The first story, Revolt in 2100, is startlingly relavent to today's times. In the story, America has been taken over by Religious Fundamentalists (the 'American Ayatollas' as one reviewer describes them). Heinlein shrewdly picks apart religious fundamentalism in this story, while not attacking the concept of religion itself.
I was extremely disappointed by the second story in the collection. I have read almost every single Heinlein science fiction noveland this second story was by far the worst. The plot has a beginning and a middle, then seems to sputter with no resolution. It left me wondering, "What the heck?!"

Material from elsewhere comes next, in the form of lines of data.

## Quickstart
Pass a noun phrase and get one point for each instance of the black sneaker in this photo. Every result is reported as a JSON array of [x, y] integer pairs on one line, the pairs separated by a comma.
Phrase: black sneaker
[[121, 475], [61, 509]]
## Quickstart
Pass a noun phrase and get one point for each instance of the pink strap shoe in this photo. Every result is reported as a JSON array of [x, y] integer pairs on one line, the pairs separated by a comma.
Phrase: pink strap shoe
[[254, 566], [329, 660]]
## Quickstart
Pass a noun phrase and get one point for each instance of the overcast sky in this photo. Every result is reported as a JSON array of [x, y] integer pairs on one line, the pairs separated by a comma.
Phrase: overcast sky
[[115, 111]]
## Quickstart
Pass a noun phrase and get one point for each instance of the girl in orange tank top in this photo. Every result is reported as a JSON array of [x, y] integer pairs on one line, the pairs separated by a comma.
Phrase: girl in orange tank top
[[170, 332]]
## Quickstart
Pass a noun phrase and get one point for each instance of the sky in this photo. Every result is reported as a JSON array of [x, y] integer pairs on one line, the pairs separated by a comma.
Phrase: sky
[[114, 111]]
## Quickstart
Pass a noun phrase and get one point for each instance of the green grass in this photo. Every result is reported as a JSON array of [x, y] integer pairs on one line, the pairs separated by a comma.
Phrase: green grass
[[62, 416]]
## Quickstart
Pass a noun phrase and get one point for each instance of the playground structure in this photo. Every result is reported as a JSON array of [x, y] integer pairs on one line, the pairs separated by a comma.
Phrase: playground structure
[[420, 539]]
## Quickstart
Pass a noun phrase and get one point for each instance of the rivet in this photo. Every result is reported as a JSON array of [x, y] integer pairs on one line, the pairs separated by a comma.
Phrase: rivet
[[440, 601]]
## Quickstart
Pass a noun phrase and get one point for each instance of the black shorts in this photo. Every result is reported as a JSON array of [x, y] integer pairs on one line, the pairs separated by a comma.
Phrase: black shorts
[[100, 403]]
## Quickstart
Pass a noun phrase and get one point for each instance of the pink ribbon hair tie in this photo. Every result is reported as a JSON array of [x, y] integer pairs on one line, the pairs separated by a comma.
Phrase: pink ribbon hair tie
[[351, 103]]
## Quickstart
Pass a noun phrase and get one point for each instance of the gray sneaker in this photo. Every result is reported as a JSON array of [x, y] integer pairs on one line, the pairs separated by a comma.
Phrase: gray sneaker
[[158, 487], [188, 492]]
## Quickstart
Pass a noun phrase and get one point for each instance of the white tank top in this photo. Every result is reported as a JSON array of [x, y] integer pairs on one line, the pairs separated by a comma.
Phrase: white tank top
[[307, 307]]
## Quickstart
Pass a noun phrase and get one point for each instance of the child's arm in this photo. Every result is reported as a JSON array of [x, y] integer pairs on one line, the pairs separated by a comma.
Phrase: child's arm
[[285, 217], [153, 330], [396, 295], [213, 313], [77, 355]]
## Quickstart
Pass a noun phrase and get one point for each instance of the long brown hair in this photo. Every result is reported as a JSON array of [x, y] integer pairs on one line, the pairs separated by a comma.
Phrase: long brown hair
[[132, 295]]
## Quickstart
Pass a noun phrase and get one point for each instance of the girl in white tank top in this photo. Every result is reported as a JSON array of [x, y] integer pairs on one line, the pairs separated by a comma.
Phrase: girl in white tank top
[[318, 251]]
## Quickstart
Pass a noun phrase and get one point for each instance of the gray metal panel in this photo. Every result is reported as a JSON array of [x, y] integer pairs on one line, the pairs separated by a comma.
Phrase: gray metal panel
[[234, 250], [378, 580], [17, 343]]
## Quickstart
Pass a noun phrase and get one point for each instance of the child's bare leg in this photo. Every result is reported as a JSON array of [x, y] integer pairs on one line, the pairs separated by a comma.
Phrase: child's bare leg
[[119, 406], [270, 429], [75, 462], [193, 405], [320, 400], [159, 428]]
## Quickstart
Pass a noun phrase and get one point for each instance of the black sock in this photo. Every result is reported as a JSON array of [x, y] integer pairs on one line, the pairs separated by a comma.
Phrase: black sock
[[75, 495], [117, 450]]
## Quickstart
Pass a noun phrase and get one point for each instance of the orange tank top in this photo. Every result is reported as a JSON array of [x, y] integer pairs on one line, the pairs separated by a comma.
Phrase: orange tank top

The third story of Revolt in 2100 presents a dystopian - or utopian, depending how you look at it - America in which every American is required by law to be nice to everyone else. The punishment for any 'anti-social' act is banishment to a place with greater personal liberties, but also less personal security. Like the first one, this story is relavent to our times in that it deals with the contemporary struggle between civil liberties and personal security security
The fourth novella is about a group of Americans who have acheived amazingly long life, but are persecuted by their short-lived peers and forced off the planet Earth. Although not the same caliber as Revolt in 2100, this story is nevertheless a fun and engaging Heinlein story.
Revolt in 2100: Methusela's Children shows that one rotten apple doesn't always spoil the barrel. I wholeheartedly reccomend it regardless of whether you're a longtime Heinlein fan or a first time reader.